To get there, Ursa Major wants to rapidly manufacture engines -- as many as one per week in 2022, with two per week to follow. (Currently, it takes a single employee around five days to assemble an engine and up to a few weeks to get it ready to ship to customers.) The company has scored a handful of commercial customers, including Phantom Space and Stratolaunch, and R&D contracts with the government, though its engines have yet to see space.

“It made sense even six years ago that there was going to be a pretty complex ecosystem to launch because space was going to need so much accessibility,” Laurienti said. While the cost to launch has declined, the demand for space launch services is only expected to increase through the rest of the decade. Fortune Business Insights estimates that the global market size for launch will grow from $12.67 billion in 2019 to up to $26.16 billion by 2027.

But rocket engines are one of the most challenging pieces of equipment to develop; one only has to look to Blue Origin’s bumpy efforts to develop BE-4 engines for United Launch Alliance -- or Elon Musk’s letter to employees about a “Raptor production crisis” -- to see that engine development is no easy task.
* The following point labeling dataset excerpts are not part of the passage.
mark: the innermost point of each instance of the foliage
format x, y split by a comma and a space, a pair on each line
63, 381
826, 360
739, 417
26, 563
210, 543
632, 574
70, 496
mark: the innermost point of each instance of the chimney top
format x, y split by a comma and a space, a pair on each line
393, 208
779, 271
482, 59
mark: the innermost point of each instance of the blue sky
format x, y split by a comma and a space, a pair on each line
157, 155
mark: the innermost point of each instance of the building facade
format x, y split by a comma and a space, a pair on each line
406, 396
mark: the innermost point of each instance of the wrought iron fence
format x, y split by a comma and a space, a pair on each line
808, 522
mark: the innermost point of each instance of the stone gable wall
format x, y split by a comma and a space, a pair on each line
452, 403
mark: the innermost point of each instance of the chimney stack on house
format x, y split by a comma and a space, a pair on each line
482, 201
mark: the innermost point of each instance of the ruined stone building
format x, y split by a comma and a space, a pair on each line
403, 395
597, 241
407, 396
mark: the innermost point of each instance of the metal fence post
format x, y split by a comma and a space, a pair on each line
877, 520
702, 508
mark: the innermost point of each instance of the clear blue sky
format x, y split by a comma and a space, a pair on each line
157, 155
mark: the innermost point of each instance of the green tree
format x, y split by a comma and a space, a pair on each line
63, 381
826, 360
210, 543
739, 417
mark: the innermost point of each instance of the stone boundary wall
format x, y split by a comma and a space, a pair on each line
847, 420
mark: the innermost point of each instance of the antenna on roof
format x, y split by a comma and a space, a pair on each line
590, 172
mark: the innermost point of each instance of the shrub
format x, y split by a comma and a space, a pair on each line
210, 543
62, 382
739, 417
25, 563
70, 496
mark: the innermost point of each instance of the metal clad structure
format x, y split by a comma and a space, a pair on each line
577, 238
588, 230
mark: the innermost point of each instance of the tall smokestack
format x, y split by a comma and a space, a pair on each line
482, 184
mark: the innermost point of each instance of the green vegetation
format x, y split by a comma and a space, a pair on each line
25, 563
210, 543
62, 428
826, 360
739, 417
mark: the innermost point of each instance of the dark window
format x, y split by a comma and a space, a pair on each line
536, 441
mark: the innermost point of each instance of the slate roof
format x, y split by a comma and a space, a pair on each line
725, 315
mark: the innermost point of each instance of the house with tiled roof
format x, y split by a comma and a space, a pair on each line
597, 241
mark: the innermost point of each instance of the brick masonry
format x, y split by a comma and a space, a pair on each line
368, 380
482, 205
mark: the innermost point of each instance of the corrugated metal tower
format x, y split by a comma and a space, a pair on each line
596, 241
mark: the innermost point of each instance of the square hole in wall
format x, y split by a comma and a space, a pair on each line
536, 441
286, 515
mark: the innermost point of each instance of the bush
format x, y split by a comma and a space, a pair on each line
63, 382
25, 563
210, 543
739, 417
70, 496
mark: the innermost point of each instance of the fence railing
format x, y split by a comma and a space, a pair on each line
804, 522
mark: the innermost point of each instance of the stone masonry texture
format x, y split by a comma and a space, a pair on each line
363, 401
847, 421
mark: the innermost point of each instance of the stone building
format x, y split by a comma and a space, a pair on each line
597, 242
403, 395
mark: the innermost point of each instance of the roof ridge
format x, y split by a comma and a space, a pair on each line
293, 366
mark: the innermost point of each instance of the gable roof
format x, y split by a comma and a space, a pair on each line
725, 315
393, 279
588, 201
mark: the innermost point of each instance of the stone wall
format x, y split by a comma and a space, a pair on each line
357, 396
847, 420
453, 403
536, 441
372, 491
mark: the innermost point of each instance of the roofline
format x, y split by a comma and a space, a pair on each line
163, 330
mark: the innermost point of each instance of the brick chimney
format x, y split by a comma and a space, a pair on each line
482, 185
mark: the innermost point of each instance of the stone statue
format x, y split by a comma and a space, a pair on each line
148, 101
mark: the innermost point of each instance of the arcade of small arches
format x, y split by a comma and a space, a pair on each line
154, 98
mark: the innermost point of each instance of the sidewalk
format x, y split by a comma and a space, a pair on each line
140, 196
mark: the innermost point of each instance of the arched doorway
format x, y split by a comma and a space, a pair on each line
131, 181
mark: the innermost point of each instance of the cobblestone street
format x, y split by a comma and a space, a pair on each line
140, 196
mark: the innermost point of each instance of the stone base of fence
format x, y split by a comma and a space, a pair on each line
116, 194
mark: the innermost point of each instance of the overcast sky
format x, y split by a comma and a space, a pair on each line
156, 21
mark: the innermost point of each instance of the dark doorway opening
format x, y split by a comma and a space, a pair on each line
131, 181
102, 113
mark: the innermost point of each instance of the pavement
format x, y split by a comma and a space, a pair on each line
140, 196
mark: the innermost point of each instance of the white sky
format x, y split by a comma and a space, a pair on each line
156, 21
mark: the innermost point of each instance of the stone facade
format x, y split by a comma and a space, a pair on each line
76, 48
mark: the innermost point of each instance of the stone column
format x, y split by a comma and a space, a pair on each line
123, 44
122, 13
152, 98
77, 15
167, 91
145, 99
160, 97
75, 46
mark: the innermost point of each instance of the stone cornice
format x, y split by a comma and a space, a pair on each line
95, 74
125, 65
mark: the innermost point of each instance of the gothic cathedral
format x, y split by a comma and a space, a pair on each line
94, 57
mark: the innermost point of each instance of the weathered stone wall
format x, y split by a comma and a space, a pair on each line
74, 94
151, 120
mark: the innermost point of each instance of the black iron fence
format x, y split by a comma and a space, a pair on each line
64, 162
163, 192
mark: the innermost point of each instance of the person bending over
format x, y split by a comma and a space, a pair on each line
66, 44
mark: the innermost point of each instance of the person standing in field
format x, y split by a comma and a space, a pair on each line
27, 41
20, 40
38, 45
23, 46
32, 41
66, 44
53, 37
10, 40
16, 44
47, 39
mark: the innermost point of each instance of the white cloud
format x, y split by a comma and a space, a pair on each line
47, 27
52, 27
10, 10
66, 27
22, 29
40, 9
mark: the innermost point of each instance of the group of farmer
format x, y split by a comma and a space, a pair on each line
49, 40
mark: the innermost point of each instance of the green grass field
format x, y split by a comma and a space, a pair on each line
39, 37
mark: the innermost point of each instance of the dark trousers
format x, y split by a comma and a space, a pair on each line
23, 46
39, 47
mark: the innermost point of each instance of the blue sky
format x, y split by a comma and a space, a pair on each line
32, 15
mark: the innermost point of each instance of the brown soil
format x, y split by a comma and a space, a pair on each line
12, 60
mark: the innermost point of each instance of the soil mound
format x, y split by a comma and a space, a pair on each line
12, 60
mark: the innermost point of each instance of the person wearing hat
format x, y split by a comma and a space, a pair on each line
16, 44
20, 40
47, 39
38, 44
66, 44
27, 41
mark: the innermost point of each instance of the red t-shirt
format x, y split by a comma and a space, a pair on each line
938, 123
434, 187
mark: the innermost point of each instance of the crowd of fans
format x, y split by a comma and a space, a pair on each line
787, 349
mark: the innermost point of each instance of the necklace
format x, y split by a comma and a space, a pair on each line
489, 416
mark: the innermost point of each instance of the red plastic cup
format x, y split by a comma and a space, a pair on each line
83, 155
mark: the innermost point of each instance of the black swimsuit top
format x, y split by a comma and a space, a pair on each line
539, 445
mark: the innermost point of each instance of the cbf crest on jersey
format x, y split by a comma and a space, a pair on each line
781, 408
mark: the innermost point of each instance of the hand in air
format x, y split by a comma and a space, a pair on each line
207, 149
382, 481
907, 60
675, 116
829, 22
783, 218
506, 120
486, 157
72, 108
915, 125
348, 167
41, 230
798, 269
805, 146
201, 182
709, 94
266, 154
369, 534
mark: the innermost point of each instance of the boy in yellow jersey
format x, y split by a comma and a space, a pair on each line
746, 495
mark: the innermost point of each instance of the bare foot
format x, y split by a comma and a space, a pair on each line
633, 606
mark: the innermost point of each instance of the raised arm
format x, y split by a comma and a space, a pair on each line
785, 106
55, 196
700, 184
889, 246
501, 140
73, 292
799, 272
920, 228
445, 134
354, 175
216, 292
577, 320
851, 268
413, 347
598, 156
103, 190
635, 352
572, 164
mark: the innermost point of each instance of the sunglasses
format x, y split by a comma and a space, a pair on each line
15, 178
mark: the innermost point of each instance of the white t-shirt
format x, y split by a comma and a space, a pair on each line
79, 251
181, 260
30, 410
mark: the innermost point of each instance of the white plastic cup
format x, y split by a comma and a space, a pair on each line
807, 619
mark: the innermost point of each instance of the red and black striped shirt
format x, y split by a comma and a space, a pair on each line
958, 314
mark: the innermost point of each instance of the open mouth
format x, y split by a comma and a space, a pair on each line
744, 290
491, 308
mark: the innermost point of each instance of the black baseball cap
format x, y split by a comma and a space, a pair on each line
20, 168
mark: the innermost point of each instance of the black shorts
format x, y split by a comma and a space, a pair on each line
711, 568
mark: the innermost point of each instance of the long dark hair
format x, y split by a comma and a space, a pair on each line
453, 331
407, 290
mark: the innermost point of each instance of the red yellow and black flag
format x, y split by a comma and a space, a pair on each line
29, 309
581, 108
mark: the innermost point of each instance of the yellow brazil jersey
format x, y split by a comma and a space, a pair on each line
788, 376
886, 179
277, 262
The company has two products: the Hadley, a 5,000-pound thrust liquid oxygen and kerosene engine which is entering production now; and the Ripley, the next-gen engine that’s 10 times more powerful than Hadley with a 50,000-pound thrust. The company is booked to deliver more than 50 Hadley engines next year, with the Ripley coming into production in the next couple of years, Laurienti said.

He likened Ursa Major to a company like Intel, which is constantly innovating more powerful processors and outsourcing that expertise to brands like Dell and Lenovo. “We really like the notion that we are a technology development company, and the companies that are flying rockets today should not be flying the same engine that they architected for their rocket 10 years ago. That's the paradigm we see in vertical integration.”

The company has a facility in Colorado where it makes the engines, which are largely 3D-printed, and that’s collocated with the company’s three test stands where each engine is tested before it sees a customer. Ursa Major is planning on using the new capital to scale up its manufacturing operations and to begin development on additional engines.